CREPT degradation by PRTC treatment inhibits cell proliferation and tumorigenesis in pancreatic cancer. (A) CCK-8 assay of wild-type Panc-1 cells treated with deionized H₂O (Ctrl), CREPT deletion cells treated with deionized H₂O (CREPT-/-), Panc-1 cells treated with 10 μM PRTC (PRTC) and Panc-1 cells treated with 10 μM PRTC-m (PRTC-m). (B-C) Colony formation of Ctrl, CREPT-/-, PRTC and PRTC-m. (D-E) Wound healing assay of Ctrl, CREPT-/-, PRTC and PRTC-m. (F) Xenograft tumor formation of Ctrl, CREPT-/-, PRTC group. 5×10⁶ wild-type Panc-1 cells or CREPT knockout Panc-1 cells were subcutaneously injected into 4-week-old female Balb/c nude mice.
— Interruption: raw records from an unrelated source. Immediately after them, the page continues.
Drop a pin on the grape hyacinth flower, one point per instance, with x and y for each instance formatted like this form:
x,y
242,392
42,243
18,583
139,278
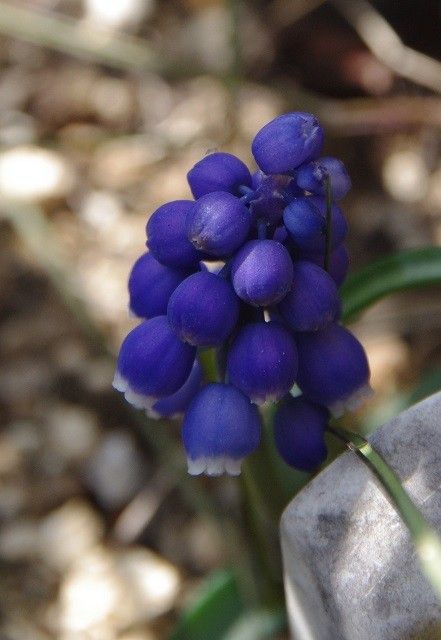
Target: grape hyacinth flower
x,y
176,405
152,362
249,268
262,361
151,285
333,369
312,177
262,272
218,223
203,310
286,142
313,300
167,236
221,427
218,172
299,433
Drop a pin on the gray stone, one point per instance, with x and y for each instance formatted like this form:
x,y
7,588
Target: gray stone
x,y
351,572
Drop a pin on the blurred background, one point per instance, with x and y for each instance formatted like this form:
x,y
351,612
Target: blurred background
x,y
104,107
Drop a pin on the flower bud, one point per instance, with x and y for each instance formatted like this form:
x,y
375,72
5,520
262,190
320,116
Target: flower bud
x,y
177,404
261,272
333,368
151,285
262,361
299,429
152,363
312,177
287,141
203,310
312,301
220,428
167,236
218,172
268,201
304,217
218,223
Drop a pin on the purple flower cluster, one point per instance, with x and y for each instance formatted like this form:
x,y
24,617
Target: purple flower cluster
x,y
241,268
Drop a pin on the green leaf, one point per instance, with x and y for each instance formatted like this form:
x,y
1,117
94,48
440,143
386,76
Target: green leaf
x,y
258,625
409,269
217,606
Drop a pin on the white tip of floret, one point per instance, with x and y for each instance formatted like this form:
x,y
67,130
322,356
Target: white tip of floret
x,y
214,466
352,402
138,400
119,383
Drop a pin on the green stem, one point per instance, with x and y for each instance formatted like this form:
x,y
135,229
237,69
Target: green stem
x,y
426,540
328,223
208,361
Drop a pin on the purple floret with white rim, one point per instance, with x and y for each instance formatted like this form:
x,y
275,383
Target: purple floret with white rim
x,y
313,300
262,361
218,171
262,272
287,142
299,433
218,224
220,428
203,310
167,236
152,363
333,369
151,285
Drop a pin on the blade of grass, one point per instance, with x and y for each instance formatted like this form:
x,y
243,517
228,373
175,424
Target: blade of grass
x,y
401,271
426,540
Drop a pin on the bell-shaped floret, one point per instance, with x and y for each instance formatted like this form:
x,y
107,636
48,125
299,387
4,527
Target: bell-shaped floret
x,y
262,361
338,262
333,369
152,363
287,141
218,223
220,428
203,310
177,404
268,201
313,300
304,217
299,430
151,285
167,236
312,177
218,172
262,272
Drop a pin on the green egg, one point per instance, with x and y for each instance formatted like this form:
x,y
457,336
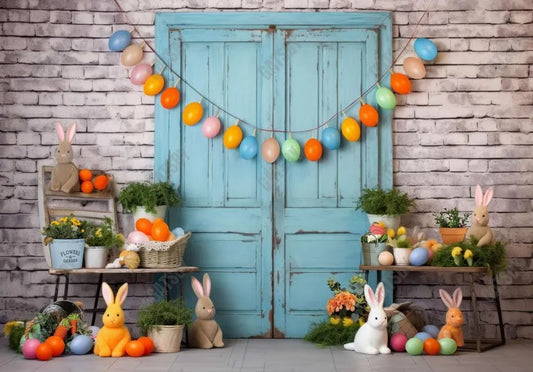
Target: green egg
x,y
448,346
414,346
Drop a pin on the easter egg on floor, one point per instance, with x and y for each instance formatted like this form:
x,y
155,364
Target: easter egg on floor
x,y
81,344
398,341
433,330
419,256
448,346
414,346
385,258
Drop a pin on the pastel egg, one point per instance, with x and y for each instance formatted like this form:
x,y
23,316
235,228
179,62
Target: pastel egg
x,y
385,258
419,256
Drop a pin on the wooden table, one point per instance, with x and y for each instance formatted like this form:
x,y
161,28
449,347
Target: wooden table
x,y
478,344
66,275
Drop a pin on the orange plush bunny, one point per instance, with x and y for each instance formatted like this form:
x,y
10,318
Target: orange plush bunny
x,y
114,335
454,316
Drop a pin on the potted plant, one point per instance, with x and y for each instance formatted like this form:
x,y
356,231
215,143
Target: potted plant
x,y
148,200
384,205
64,242
98,241
452,225
401,246
164,322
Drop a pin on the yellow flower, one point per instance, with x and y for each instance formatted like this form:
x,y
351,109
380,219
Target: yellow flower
x,y
456,251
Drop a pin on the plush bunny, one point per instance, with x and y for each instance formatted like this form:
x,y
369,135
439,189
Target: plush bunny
x,y
65,173
480,223
454,316
114,335
204,332
372,337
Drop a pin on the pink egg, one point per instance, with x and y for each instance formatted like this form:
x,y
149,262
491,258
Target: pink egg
x,y
211,127
137,237
29,348
398,341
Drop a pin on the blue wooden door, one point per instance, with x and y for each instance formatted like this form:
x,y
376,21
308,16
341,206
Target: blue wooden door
x,y
271,235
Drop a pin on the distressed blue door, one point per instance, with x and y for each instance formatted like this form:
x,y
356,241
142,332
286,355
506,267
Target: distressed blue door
x,y
271,235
Mice bearing tumors were randomly divided into two groups and intraperitoneally administered control solvent (0.9% saline) or PRTC (10 mg/kg) every 2 days for 4 weeks. (G) Tumor weights of xenograft tumors. (H) Body weight curves of Ctrl, CREPT-/-, PRTC group. n=5. The values were measured every week after treated with 0.9% saline or PRTC.

Figure 8

Schematic diagram of PRTC degrading the oncoprotein CREPT. PRTC permeates into pancreatic cancer cells and competitively binds dimerized CREPT. Meanwhile, PRTC binds an E3-ubiquitin ligase complex. The formation of the trimeric complex contributes to the transfer of ubiquitins to the CREPT. The poly-ubiquitinated CREPT is recognized by the proteasome and degraded. PRTC proficiently inhibits colony formation, cell proliferation, and motility in pancreatic cancer cells and ultimately impairs xenograft tumor growth. TA, the targeting arm of PRTC. DA, the degrading arm of PRTC. Ub, ubiquitin.